Cartagena atraviesa uno de los momentos más oscuros de su historia reciente en materia de seguridad y las cifras hablan por sí solas. Más de un homicidio diario, una tasa de muertes violentas que en 2024 nos ubicó como la ciudad número 43 más violenta del mundo y una proliferación de estructuras criminales vinculadas al narcotráfico, la extorsión y el microtráfico que se disputan los barrios populares como si fueran territorios de guerra. Lo más preocupante es la tendencia nacional en la que desde las administraciones locales se busca eximirse de responsabilidades cuando la ley es clara al señalar que son los alcaldes los primeros responsables de garantizar el orden y la seguridad en sus territorios. Esa negación ha naturalizado la violencia como si fuera inevitable y ha debilitado la confianza ciudadana en la capacidad institucional para proteger la vida.
En este contexto, la inminente discusión del proyecto de presupuesto distrital para la vigencia 2026 se convierte en el hecho político más importante del año. No se trata solo de definir cifras ni de repartir partidas, sino de establecer el rumbo de una ciudad que parece debatirse entre la resignación frente a la inseguridad y la posibilidad de construir un nuevo pacto social que priorice la inversión en la gente. Este presupuesto, que supera los 4,5 billones de pesos, no puede entenderse como un instrumento contable ni como una simple sumatoria de obras, sino como una herramienta política para garantizar derechos, cerrar brechas y reconstruir el tejido social.
La violencia urbana se alimenta del abandono social y de la falta de oportunidades. Las bandas criminales reclutan con facilidad a jóvenes que crecen sin acceso a educación, empleo o participación. En los barrios más golpeados por la pobreza, la ilegalidad se convierte en la única forma de ingreso posible mientras la ausencia del Estado se traduce en desesperanza. Cada joven que cae en manos de una estructura delincuencial representa el fracaso de una política social que no llegó a tiempo. Por eso la verdadera política de seguridad debe ser una política de inversión social que amplíe la educación, la empleabilidad juvenil, el deporte, la cultura y los programas comunitarios.

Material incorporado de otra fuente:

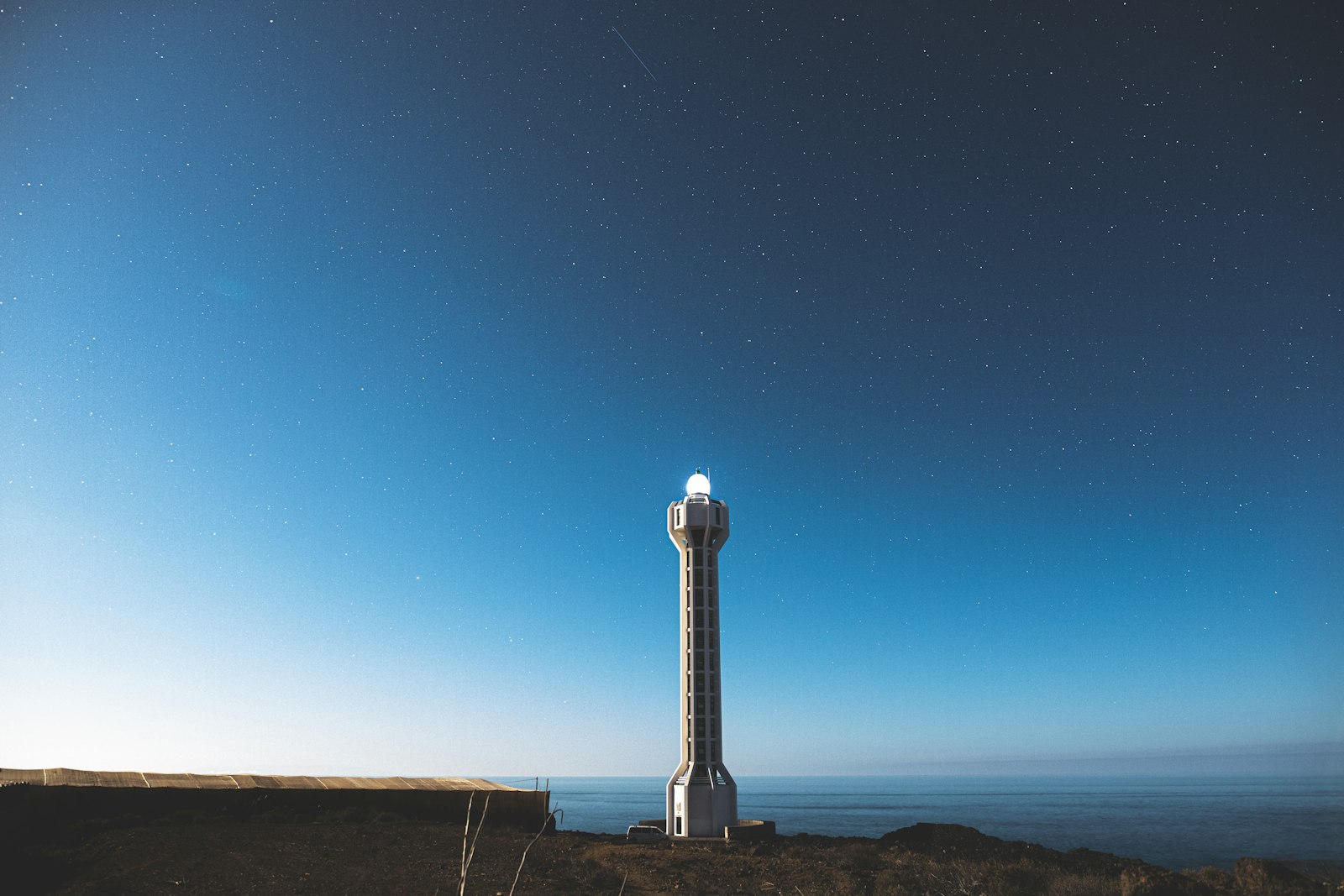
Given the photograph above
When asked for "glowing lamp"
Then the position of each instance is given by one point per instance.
(698, 484)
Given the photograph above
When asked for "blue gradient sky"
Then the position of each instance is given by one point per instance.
(349, 358)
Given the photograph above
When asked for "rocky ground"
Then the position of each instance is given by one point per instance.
(356, 853)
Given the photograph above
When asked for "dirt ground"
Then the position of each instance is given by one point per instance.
(391, 856)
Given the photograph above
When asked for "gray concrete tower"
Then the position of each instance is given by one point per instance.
(702, 797)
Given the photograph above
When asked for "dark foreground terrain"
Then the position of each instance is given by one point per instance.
(371, 853)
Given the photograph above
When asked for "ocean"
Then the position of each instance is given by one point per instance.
(1178, 822)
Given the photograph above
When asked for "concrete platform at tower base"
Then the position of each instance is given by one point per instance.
(746, 831)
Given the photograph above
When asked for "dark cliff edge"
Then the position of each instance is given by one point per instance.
(360, 849)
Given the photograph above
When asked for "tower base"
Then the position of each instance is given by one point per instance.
(702, 806)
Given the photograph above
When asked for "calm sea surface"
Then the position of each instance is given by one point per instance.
(1171, 821)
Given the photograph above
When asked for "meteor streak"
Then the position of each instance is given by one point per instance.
(632, 51)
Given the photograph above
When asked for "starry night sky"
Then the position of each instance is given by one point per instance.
(349, 358)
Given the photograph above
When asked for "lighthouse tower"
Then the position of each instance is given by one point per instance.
(702, 797)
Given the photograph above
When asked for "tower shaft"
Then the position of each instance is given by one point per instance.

La discusión del presupuesto no puede reducirse a la priorización de grandes obras. No habrá malecón que valga la pena si no somos capaces de garantizar que nuestros jóvenes vivan y sueñen sin miedo. Cartagena necesita una decisión política firme que coloque la inversión social por encima del cemento y que entienda que cada peso destinado a una oportunidad es una bala menos en la calle. Solo así podremos recuperar la esperanza y construir una ciudad más segura y justa.